Erano i genitori dell’omicida di Anguillara. Non i colpevoli. Non i protagonisti del delitto. Erano due esseri umani travolti da una tragedia più grande di loro e da una violenza mediatica che non lascia scampo.

Il peso dei pettegolezzi, dei sospetti, dei commenti velenosi, degli sguardi che giudicano senza conoscere, ha trasformato il dolore in isolamento.

La gogna non si è fermata davanti alla loro sofferenza: li ha esposti, schiacciati, consumati lentamente.

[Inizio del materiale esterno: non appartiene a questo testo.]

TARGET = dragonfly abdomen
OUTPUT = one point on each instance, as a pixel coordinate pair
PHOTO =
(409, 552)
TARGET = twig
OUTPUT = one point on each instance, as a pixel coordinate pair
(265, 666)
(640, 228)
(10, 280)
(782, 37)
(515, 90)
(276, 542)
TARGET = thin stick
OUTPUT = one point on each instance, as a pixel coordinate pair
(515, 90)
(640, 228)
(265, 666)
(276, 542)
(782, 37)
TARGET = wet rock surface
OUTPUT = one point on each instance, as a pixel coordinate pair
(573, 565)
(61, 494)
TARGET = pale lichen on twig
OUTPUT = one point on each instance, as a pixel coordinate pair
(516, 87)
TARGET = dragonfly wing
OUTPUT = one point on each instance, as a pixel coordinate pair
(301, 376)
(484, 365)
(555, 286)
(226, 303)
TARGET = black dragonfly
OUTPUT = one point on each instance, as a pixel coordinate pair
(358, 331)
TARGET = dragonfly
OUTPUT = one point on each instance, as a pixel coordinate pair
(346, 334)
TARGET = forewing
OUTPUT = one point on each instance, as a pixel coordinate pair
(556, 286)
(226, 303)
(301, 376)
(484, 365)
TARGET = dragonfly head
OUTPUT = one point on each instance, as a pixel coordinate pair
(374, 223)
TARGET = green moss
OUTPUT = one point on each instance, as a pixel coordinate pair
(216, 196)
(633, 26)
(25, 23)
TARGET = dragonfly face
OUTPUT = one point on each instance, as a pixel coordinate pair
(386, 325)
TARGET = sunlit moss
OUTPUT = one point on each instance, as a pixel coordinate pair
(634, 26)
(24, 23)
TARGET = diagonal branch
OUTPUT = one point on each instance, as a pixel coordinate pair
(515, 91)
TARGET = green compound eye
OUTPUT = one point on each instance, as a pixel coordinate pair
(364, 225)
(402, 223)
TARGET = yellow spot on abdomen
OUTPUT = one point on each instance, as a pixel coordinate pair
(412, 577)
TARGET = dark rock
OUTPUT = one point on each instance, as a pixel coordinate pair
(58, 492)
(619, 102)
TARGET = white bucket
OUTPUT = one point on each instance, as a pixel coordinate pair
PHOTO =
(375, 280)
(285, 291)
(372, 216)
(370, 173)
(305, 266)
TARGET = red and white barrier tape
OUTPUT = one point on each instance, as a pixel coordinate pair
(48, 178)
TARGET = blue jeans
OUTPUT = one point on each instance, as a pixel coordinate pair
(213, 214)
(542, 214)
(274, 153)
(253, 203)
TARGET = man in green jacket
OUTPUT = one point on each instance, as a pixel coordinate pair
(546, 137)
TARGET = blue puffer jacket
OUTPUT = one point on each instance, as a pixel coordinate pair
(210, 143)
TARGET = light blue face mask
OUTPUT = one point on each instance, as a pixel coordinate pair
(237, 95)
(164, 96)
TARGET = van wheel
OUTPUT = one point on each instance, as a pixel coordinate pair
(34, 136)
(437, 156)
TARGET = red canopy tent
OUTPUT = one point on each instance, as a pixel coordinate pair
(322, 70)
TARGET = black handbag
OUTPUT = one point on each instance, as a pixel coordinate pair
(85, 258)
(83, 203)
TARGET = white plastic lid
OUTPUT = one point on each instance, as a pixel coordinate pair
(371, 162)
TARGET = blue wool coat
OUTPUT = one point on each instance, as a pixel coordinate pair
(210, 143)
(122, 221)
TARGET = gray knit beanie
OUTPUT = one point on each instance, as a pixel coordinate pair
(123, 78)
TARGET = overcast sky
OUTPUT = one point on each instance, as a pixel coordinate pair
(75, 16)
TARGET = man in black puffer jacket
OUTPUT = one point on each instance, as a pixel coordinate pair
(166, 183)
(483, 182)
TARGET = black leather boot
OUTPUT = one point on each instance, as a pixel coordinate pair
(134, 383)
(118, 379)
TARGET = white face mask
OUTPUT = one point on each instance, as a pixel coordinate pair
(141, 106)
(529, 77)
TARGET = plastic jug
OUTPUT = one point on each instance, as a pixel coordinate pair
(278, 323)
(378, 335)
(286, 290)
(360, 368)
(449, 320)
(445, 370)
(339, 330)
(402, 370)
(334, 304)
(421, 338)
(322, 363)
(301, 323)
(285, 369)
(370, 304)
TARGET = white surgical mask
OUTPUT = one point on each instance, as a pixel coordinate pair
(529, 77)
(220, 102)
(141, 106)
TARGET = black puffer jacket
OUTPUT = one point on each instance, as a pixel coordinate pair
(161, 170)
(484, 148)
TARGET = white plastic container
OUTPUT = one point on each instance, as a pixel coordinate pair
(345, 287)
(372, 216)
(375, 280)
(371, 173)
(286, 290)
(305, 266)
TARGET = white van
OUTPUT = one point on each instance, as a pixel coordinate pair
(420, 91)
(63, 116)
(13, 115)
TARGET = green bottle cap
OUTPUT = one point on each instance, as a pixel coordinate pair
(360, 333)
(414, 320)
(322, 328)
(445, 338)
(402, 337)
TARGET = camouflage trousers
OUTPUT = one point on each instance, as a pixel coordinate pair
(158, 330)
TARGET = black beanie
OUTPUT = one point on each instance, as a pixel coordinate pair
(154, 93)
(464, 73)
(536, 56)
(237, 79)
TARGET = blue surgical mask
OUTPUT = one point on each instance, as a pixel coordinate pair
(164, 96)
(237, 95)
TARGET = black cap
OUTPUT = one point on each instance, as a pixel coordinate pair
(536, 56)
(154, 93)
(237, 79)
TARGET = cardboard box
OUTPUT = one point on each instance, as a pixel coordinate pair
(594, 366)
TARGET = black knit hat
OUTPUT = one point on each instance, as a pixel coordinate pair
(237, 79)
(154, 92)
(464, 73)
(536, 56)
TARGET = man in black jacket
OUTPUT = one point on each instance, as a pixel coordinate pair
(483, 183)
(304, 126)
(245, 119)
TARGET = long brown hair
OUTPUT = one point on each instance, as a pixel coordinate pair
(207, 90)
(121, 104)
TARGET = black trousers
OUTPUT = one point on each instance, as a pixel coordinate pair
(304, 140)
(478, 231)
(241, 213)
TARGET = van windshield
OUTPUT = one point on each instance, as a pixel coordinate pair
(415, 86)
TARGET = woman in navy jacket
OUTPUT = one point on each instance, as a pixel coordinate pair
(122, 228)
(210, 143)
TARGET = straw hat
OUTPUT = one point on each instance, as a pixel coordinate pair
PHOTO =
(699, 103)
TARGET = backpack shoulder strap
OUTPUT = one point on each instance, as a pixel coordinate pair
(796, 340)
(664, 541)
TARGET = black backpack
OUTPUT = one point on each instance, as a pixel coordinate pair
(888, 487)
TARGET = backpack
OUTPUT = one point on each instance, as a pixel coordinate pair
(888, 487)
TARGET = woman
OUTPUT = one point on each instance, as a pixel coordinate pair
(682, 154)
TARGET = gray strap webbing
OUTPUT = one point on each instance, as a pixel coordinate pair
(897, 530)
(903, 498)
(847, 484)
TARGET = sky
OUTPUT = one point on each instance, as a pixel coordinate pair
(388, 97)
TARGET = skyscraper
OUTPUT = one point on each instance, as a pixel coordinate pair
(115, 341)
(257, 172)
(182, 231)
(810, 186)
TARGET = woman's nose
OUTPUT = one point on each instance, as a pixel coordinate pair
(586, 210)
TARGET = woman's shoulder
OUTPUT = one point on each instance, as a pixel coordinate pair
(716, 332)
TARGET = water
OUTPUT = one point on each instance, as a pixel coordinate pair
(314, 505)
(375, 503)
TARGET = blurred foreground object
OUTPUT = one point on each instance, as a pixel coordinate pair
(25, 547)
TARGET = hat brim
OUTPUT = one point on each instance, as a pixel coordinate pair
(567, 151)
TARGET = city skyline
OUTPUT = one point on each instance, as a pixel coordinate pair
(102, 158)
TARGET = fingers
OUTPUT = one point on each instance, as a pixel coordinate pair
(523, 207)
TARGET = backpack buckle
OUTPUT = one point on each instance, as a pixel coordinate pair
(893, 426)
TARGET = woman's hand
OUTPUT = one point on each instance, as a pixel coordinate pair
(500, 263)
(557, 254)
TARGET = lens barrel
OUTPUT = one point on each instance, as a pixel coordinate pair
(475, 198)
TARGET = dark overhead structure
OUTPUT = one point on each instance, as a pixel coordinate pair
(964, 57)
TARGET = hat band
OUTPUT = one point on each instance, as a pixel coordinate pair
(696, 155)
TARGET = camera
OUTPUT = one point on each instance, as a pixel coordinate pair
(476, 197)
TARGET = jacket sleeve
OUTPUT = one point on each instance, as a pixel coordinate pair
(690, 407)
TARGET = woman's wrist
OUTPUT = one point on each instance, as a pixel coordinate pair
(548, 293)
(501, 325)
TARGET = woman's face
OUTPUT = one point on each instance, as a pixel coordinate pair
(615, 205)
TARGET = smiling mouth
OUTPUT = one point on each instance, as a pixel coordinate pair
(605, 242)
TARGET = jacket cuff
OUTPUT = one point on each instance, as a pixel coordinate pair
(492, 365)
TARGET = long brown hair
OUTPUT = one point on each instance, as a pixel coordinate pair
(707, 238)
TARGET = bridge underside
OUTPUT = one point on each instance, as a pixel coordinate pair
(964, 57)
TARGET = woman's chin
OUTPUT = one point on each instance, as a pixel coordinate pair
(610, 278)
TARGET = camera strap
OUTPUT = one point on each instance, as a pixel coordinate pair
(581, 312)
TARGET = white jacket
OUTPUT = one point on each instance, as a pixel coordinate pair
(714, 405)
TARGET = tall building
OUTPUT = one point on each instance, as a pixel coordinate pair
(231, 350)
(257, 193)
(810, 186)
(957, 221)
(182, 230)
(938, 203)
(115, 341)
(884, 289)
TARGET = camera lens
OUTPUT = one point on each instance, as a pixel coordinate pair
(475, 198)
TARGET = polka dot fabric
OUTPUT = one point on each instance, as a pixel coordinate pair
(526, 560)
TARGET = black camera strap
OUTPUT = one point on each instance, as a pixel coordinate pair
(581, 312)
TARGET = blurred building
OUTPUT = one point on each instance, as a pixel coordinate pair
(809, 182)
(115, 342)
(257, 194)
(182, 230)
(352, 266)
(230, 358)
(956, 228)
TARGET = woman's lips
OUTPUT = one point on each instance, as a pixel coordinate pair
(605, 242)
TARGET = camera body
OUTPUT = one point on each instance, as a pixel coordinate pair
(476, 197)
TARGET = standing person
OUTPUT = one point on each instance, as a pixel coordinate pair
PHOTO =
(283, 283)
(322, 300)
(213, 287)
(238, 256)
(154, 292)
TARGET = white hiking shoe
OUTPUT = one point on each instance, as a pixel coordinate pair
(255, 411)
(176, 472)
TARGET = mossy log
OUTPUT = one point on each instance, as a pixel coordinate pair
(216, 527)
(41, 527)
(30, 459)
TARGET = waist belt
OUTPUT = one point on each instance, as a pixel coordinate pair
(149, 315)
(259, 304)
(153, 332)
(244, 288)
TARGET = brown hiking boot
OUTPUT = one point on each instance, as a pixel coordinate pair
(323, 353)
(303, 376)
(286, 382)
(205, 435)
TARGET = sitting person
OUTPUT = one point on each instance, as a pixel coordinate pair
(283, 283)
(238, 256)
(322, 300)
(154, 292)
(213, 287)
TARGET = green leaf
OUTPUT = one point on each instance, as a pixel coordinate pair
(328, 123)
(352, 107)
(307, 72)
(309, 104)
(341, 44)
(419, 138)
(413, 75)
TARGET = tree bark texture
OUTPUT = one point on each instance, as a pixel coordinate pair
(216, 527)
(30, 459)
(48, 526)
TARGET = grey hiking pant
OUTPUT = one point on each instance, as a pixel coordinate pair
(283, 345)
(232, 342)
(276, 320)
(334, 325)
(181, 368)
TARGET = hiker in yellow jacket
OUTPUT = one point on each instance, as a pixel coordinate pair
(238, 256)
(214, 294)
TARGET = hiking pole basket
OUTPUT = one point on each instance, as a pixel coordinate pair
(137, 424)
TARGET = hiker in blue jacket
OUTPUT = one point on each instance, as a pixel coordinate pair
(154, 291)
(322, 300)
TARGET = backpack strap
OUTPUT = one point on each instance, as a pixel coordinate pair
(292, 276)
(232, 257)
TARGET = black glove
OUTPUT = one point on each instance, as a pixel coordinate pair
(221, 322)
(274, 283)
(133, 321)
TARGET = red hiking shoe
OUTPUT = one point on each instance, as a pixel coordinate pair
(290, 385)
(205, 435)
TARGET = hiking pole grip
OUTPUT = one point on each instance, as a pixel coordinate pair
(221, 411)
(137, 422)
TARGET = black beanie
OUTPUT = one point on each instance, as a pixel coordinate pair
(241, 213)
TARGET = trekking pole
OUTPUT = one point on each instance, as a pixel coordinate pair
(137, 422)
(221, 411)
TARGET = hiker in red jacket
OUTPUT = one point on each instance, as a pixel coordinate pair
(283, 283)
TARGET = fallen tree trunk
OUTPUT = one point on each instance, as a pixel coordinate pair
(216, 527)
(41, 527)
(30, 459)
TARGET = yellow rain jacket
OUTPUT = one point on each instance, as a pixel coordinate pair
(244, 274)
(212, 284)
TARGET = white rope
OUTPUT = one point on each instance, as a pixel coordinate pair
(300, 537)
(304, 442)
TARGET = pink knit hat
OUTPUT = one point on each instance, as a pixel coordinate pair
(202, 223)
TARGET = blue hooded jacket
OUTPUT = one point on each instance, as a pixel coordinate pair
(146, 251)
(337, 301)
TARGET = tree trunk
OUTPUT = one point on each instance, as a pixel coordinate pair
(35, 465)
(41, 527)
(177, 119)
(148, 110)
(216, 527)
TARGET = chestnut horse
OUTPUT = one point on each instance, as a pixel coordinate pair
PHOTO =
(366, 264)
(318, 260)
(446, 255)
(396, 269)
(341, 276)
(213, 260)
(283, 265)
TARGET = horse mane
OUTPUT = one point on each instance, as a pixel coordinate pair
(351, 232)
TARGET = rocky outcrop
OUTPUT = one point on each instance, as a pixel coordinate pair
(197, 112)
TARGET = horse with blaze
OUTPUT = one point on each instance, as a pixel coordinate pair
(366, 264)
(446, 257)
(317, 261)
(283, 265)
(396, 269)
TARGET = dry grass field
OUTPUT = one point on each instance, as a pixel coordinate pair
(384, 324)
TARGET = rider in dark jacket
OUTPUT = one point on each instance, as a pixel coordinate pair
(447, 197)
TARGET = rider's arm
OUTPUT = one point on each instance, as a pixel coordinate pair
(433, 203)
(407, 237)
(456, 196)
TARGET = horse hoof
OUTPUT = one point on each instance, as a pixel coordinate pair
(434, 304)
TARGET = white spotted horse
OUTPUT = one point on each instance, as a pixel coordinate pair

In mezzo a questo rumore disumano, è rimasto solo il loro legame. Si sono aggrappati l’uno all’altra come ultimo rifugio, come unica certezza in un mondo che li aveva respinti. Non un gesto da celebrare, ma il segno di una disperazione condivisa, di un amore che cercava protezione quando tutto il resto era diventato ostile.

Questa storia dovrebbe farci abbassare la voce. Ricordarci che le parole hanno conseguenze, che la curiosità può diventare crudeltà, che la spettacolarizzazione del dolore può spingere oltre il limite.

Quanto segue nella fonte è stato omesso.